CoQ(10) Deficient Endothelial Cell Culture Model for the Investigation of CoQ(10) Blood–Brain Barrier Transport

Primary coenzyme Q(10) (CoQ(10)) deficiency is unique among mitochondrial respiratory chain disorders in that it is potentially treatable if high-dose CoQ(10) supplements are given in the early stages of the disease. While supplements improve peripheral abnormalities, neurological symptoms are only partially or temporarily ameliorated. The reasons for this refractory response to CoQ(10) supplementation are unclear, however, a contributory factor may be the poor transfer of CoQ(10) across the blood–brain barrier (BBB).

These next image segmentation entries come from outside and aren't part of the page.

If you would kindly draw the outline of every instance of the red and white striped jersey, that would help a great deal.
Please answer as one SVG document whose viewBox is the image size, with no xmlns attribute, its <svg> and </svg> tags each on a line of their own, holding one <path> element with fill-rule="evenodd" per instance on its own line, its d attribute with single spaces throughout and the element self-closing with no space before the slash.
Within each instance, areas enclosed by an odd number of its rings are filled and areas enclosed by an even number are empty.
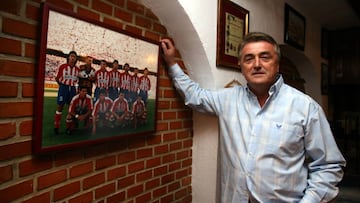
<svg viewBox="0 0 360 203">
<path fill-rule="evenodd" d="M 95 86 L 99 88 L 109 87 L 109 72 L 107 70 L 98 70 L 95 73 Z"/>
<path fill-rule="evenodd" d="M 139 89 L 139 85 L 140 85 L 140 80 L 139 77 L 137 75 L 132 75 L 131 76 L 131 84 L 130 84 L 130 90 L 133 92 L 136 92 Z"/>
<path fill-rule="evenodd" d="M 109 72 L 109 76 L 109 87 L 120 87 L 120 72 L 117 70 L 112 70 Z"/>
<path fill-rule="evenodd" d="M 69 105 L 69 112 L 76 114 L 85 114 L 88 111 L 92 111 L 93 102 L 91 96 L 86 94 L 83 98 L 79 94 L 75 95 Z"/>
<path fill-rule="evenodd" d="M 140 90 L 149 91 L 151 88 L 150 79 L 148 77 L 141 76 L 139 80 L 140 80 L 140 86 L 139 86 Z"/>
<path fill-rule="evenodd" d="M 76 66 L 62 64 L 56 75 L 56 81 L 60 84 L 75 86 L 79 81 L 79 72 L 80 69 Z"/>
<path fill-rule="evenodd" d="M 137 113 L 137 112 L 144 112 L 146 111 L 145 108 L 145 103 L 143 100 L 136 100 L 133 104 L 133 108 L 132 108 L 132 113 Z"/>
<path fill-rule="evenodd" d="M 114 104 L 111 108 L 111 111 L 116 112 L 128 112 L 129 111 L 129 103 L 125 98 L 117 98 L 114 101 Z"/>
<path fill-rule="evenodd" d="M 131 87 L 131 75 L 127 72 L 120 74 L 120 88 L 124 90 L 130 90 Z"/>
<path fill-rule="evenodd" d="M 113 101 L 109 97 L 105 97 L 103 101 L 98 99 L 94 104 L 92 116 L 96 116 L 99 113 L 110 112 L 112 105 Z"/>
</svg>

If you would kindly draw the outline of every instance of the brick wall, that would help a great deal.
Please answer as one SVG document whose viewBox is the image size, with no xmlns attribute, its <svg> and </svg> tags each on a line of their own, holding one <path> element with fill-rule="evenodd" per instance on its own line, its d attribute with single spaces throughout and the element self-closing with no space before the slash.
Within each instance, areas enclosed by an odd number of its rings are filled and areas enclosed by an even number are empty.
<svg viewBox="0 0 360 203">
<path fill-rule="evenodd" d="M 0 1 L 0 202 L 191 202 L 192 114 L 159 70 L 157 131 L 32 154 L 40 0 Z M 133 0 L 49 0 L 159 40 L 166 28 Z"/>
</svg>

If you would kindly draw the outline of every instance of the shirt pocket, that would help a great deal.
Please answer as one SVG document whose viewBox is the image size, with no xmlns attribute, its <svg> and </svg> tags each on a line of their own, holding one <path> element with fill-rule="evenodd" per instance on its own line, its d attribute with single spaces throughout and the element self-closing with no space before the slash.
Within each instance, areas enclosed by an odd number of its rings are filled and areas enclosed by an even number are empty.
<svg viewBox="0 0 360 203">
<path fill-rule="evenodd" d="M 271 122 L 266 142 L 267 151 L 275 155 L 293 156 L 304 150 L 302 126 Z"/>
</svg>

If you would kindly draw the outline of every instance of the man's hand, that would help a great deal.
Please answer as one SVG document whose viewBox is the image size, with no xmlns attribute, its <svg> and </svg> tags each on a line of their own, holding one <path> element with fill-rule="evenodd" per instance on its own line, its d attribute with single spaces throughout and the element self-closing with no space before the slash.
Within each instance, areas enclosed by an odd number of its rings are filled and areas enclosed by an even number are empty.
<svg viewBox="0 0 360 203">
<path fill-rule="evenodd" d="M 176 64 L 176 60 L 175 60 L 176 49 L 172 41 L 168 38 L 165 38 L 165 39 L 161 39 L 160 43 L 161 43 L 163 58 L 167 66 L 170 67 Z"/>
</svg>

The aim of this study was to investigate mechanisms of CoQ(10) transport across the BBB, using normal and pathophysiological (CoQ(10) deficient) cell culture models. The study identifies lipoprotein-associated CoQ(10) transcytosis in both directions across the in vitro BBB. Uptake via SR-B1 (Scavenger Receptor) and RAGE (Receptor for Advanced Glycation Endproducts), is matched by efflux via LDLR (Low Density Lipoprotein Receptor) transporters, resulting in no “net” transport across the BBB. In the CoQ(10) deficient model, BBB tight junctions were disrupted and CoQ(10) “net” transport to the brain side increased. The addition of anti-oxidants did not improve CoQ(10) uptake to the brain side. This study is the first to generate in vitro BBB endothelial cell models of CoQ(10) deficiency, and the first to identify lipoprotein-associated uptake and efflux mechanisms regulating CoQ(10) distribution across the BBB. The results imply that the uptake of exogenous CoQ(10) into the brain might be improved by the administration of LDLR inhibitors, or by interventions to stimulate luminal activity of SR-B1 transporters.